The spacecraft was finally launched at 3 June 1959 20:09:20 from Vandenberg LC 75-3-4. Discoverer III sent telemetry data for 13 minutes, reaching a range of 1200 miles downrange and a speed of nearly 18000 mph, before abruptly going silent. After 24 hours of failure to obtain radar or telemetry signals, it was concluded that the spacecraft had been lost. Factors which contributed to the failure were determined to be faulty radar data which triggered an incorrect firing time and velocity target, and an early cutoff of the rocket's firing. During separation of the Agena stage from the Thor first stage, the booster pitched downward, and the Agena and payload crashed into the Pacific Ocean.

The loss of the mice at sea, compounded by a Jupiter suborbital shot failure on May 29 resulting in the death of the payload monkey, Able, generated complaints from a British humane society and several American newspapers.

==Legacy==

The failure of Discoverer 3 caused a week-long delay in the upcoming Discoverer 4 mission while changes were made to ensure its success. The radar problem was addressed by changes in tracking procedures; the premature propulsion cut-off issue was deemed minor—had it occurred without the faulty radar data, Discoverer 3 would have made orbit.

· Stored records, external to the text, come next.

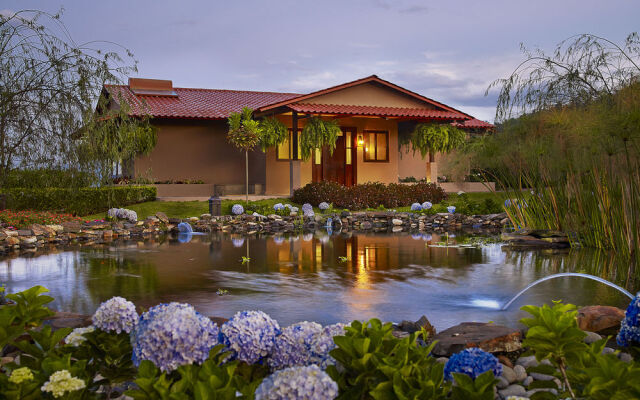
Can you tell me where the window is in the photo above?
[364,131,389,162]
[276,129,302,161]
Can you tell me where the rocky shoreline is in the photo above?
[0,211,509,254]
[32,306,632,399]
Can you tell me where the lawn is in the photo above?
[84,192,507,220]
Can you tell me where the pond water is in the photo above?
[0,232,638,329]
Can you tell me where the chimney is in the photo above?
[129,78,178,97]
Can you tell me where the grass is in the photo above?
[84,192,508,220]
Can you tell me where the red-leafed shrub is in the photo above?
[292,182,447,210]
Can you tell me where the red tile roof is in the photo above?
[288,103,468,120]
[455,118,495,129]
[105,85,300,119]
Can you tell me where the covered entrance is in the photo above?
[312,127,356,186]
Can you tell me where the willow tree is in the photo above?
[409,123,466,180]
[227,107,287,204]
[0,10,136,186]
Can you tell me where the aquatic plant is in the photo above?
[268,321,322,369]
[131,302,219,372]
[255,365,338,400]
[616,294,640,347]
[42,369,86,398]
[231,204,244,215]
[220,311,280,364]
[91,296,138,333]
[444,347,502,380]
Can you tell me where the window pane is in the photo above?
[376,133,387,161]
[277,140,289,160]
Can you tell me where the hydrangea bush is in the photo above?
[220,311,280,364]
[616,293,640,347]
[256,365,338,400]
[131,302,220,372]
[268,321,322,369]
[444,347,502,380]
[91,296,138,333]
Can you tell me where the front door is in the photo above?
[312,128,356,186]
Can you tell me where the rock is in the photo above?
[496,376,509,389]
[513,365,528,386]
[498,385,527,398]
[156,211,169,224]
[433,322,522,356]
[529,372,555,381]
[516,356,539,368]
[502,364,518,387]
[584,332,602,344]
[577,306,624,332]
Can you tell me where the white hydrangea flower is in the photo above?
[91,296,138,333]
[131,302,220,372]
[268,321,322,369]
[256,365,338,400]
[40,369,86,398]
[64,325,96,346]
[220,311,280,364]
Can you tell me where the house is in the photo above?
[102,75,493,197]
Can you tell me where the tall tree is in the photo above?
[0,10,136,186]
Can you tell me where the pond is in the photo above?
[0,232,638,329]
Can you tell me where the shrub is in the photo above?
[2,186,157,215]
[292,182,446,210]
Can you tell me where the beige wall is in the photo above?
[302,83,435,108]
[135,119,265,184]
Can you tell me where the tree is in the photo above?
[0,10,136,186]
[227,107,287,204]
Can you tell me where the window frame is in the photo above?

CORONA began operational flights on 25 Jun 1959 with the launch of Discoverer 4 and achieved its first fully successful flight with the mission of Discoverer 14, launched on August 18, 1960. The program ultimately comprised 145 flights in eight satellite series, the last mission launching on 25 May 1972. CORONA was declassified in 1995, and a formal acknowledgement of the existence of US reconnaissance programs, past and present, was issued in September 1996.